An online class requires regular participation and a commitment to your instructor and your classmates to regularly engage in the reading, discussion and writing assignments. Although most of the online communication for this course is asynchronous, you must be able to commit to the schedule of work for the class for the next eight weeks. You must keep up with the schedule of reading and writing to successfully complete the class.

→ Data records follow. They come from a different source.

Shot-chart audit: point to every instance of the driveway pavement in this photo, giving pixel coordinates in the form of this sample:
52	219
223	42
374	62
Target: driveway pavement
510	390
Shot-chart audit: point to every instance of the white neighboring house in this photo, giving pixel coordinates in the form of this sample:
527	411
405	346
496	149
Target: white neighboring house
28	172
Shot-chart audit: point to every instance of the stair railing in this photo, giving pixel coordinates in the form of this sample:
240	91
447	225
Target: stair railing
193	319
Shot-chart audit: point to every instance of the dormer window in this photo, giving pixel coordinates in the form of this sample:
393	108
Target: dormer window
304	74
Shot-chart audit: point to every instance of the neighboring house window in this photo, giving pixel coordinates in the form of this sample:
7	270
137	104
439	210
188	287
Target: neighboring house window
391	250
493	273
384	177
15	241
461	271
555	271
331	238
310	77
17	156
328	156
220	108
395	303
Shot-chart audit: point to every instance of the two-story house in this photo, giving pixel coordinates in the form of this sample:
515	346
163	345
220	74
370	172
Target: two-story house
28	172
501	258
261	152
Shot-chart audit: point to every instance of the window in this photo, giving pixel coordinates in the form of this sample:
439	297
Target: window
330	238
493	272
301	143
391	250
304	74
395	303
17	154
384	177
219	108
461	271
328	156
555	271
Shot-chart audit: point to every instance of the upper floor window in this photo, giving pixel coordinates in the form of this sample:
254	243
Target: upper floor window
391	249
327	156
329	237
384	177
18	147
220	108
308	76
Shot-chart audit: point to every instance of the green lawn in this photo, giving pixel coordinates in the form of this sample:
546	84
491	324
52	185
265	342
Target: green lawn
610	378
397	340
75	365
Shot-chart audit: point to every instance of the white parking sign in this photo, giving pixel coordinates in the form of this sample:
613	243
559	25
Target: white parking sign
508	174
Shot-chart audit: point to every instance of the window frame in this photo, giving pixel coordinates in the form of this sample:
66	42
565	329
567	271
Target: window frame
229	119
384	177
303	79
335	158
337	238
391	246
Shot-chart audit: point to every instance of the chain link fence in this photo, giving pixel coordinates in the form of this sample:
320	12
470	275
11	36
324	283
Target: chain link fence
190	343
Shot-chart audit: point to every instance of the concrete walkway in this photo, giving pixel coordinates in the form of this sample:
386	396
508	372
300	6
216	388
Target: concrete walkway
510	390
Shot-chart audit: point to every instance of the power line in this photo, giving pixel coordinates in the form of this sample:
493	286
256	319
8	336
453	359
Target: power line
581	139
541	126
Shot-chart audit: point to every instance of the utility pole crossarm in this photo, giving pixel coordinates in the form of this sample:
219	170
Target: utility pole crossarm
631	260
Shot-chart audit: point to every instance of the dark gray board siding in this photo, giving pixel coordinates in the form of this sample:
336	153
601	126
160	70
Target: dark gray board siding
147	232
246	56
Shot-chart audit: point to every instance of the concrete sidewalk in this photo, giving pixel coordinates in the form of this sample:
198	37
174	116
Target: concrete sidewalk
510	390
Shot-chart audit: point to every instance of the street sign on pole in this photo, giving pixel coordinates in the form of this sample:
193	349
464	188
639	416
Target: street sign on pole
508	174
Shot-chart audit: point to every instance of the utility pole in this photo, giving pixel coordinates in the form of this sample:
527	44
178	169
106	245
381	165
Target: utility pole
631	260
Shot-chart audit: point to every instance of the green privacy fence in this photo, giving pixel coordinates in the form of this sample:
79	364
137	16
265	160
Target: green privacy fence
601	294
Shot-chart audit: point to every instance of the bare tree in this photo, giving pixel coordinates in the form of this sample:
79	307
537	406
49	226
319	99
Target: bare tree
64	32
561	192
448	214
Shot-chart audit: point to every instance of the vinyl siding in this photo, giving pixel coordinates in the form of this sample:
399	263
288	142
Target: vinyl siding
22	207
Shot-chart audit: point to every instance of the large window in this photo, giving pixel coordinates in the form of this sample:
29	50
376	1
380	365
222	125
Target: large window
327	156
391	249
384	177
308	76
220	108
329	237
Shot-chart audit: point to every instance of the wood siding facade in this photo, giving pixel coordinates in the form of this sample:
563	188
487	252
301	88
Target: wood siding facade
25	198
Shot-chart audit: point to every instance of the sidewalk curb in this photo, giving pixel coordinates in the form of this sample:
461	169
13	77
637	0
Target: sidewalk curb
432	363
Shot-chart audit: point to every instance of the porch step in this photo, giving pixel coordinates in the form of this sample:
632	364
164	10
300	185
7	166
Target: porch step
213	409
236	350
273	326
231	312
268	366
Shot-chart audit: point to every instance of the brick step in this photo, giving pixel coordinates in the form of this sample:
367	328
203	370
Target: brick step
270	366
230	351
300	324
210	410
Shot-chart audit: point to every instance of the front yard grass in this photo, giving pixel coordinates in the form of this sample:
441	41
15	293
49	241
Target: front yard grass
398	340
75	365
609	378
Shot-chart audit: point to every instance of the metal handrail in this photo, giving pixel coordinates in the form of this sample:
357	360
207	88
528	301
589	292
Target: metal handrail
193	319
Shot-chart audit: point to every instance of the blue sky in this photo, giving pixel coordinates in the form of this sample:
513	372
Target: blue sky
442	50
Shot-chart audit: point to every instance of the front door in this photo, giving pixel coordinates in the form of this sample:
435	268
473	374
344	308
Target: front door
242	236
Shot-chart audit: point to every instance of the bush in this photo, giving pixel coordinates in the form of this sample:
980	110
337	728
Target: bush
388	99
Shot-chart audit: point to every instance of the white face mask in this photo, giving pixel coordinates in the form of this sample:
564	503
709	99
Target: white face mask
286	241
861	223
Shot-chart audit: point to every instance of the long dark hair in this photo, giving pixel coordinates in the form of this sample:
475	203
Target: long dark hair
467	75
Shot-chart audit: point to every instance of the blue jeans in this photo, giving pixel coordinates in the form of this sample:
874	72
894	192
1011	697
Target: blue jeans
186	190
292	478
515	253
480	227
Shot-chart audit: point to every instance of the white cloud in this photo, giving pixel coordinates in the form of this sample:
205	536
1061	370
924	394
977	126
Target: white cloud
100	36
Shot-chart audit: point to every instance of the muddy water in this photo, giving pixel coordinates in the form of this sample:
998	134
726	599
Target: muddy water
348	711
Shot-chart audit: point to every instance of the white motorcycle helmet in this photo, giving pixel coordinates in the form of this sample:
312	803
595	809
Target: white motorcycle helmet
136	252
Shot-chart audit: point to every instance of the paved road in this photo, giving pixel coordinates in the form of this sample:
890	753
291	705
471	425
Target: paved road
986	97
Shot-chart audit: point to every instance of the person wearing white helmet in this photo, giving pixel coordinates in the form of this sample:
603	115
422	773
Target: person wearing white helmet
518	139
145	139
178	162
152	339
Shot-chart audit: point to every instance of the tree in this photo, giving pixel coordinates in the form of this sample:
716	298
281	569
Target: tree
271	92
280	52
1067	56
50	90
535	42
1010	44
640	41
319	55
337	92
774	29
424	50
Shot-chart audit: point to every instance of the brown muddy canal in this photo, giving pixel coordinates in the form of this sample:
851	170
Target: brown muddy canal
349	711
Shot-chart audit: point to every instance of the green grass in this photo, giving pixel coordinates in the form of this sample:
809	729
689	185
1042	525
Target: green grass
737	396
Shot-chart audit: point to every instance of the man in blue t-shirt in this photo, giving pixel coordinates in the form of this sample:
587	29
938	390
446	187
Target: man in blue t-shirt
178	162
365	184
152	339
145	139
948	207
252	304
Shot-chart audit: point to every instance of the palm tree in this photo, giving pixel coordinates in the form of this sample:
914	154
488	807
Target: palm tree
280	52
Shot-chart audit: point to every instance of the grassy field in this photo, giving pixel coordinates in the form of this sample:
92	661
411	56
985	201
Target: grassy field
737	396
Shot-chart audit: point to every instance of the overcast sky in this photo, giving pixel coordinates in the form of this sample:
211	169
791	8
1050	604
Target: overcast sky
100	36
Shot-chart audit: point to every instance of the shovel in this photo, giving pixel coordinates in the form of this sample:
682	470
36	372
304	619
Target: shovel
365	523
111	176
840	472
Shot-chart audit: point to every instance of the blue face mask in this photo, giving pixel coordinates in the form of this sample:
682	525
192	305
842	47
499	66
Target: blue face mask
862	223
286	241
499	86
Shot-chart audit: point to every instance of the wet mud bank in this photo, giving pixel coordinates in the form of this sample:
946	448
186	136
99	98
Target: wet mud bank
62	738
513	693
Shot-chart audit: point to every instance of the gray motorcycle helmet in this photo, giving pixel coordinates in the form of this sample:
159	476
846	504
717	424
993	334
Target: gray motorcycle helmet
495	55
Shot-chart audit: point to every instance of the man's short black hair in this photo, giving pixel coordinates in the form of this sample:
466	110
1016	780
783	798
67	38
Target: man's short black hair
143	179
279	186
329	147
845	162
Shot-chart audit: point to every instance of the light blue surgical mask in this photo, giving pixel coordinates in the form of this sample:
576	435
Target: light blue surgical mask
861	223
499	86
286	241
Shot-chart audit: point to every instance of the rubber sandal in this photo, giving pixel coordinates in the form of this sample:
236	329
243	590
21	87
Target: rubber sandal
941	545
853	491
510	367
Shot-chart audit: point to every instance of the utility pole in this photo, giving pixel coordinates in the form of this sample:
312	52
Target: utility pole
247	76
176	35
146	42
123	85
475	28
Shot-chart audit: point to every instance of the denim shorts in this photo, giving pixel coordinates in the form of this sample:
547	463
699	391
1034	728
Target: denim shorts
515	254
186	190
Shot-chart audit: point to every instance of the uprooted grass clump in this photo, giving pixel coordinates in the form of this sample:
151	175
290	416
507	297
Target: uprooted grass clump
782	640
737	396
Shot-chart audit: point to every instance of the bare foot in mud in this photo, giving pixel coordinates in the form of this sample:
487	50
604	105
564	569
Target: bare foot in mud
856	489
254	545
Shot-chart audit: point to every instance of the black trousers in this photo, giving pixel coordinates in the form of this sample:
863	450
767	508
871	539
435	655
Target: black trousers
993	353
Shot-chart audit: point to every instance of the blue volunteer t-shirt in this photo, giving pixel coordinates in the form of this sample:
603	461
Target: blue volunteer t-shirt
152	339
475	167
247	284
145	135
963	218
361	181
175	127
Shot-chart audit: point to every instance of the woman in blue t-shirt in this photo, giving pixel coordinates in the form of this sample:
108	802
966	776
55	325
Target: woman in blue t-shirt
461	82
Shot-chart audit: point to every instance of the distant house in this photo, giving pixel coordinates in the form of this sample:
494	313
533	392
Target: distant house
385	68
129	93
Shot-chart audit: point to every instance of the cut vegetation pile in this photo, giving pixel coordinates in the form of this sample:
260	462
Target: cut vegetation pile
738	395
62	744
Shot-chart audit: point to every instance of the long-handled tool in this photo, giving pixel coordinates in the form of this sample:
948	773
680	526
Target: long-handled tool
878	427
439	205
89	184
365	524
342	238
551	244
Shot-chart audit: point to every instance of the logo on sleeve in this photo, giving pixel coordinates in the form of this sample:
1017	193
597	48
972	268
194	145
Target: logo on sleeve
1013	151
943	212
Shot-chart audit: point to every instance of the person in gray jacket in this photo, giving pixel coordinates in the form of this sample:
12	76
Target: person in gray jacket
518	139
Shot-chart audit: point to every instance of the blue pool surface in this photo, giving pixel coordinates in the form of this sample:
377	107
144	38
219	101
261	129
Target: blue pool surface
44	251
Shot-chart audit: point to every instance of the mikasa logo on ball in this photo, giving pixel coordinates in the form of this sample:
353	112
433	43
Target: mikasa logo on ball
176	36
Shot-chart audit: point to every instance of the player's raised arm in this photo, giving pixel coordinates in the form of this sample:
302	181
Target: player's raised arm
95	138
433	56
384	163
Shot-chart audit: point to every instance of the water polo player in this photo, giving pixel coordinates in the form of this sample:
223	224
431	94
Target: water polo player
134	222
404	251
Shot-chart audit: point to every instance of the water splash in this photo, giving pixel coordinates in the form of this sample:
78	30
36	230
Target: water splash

No late discussion posts will be accepted. Late assignments will normally not be accepted and will receive no credit. You may not submit written assignments late unless you have a health or family emergency and have made an arrangement with me; I reserve the right to request documentation of such emergencies.

Course Evaluation

You will have an opportunity to evaluate the course near the end of the session. A link will be sent to your CougarMail that will allow you to access the evaluation. Be assured that the evaluations are anonymous and that your instructor will not be able to see them until after final grades are submitted.

Proctor Policy

Students taking courses that require proctored exams must submit their completed proctor request forms to their instructors by the end of the second week of the session. Proctors located at Columbia College campuses are automatically approved. The use of ProctorU services is also automatically approved. The instructor of each course will consider any other choice of proctor for approval or denial. Additional proctor choices the instructor will consider include: public librarians, high school or college instructors, high school or college counseling services, commanding officers, education service officers, and other proctoring services. Personal friends, family members, athletic coaches and direct supervisors are not acceptable.

  Additional Resources

Orientation for New Students

This course is offered online, using course management software provided by Desire2Learn and Columbia College. The course user guide provides details about taking an online course at Columbia College. You may also want to visit the course demonstration to view a sample course before this one opens.

Technical Support

If you have problems accessing the course or posting your assignments, contact your instructor, the Columbia College Technology Solutions Center, or the D2L Helpdesk for assistance. If you have technical problems with the VitalSource eText reader, please contact VitalSource. Contact information is also available within the online course environment.

Online Tutoring

Smarthinking is a free online tutoring service available to all Columbia College students. Smarthinking provides real-time online tutoring and homework help for Math, English, and Writing. Smarthinking also provides access to live tutorials in writing and math, as well as a full range of study resources, including writing manuals, sample problems, and study skills manuals. You can access the service from wherever you have a connection to the Internet. I encourage you to take advantage of this free service provided by the college.

Access Smarthinking through CougarTrack under Students -> Academics -> Academic Resources.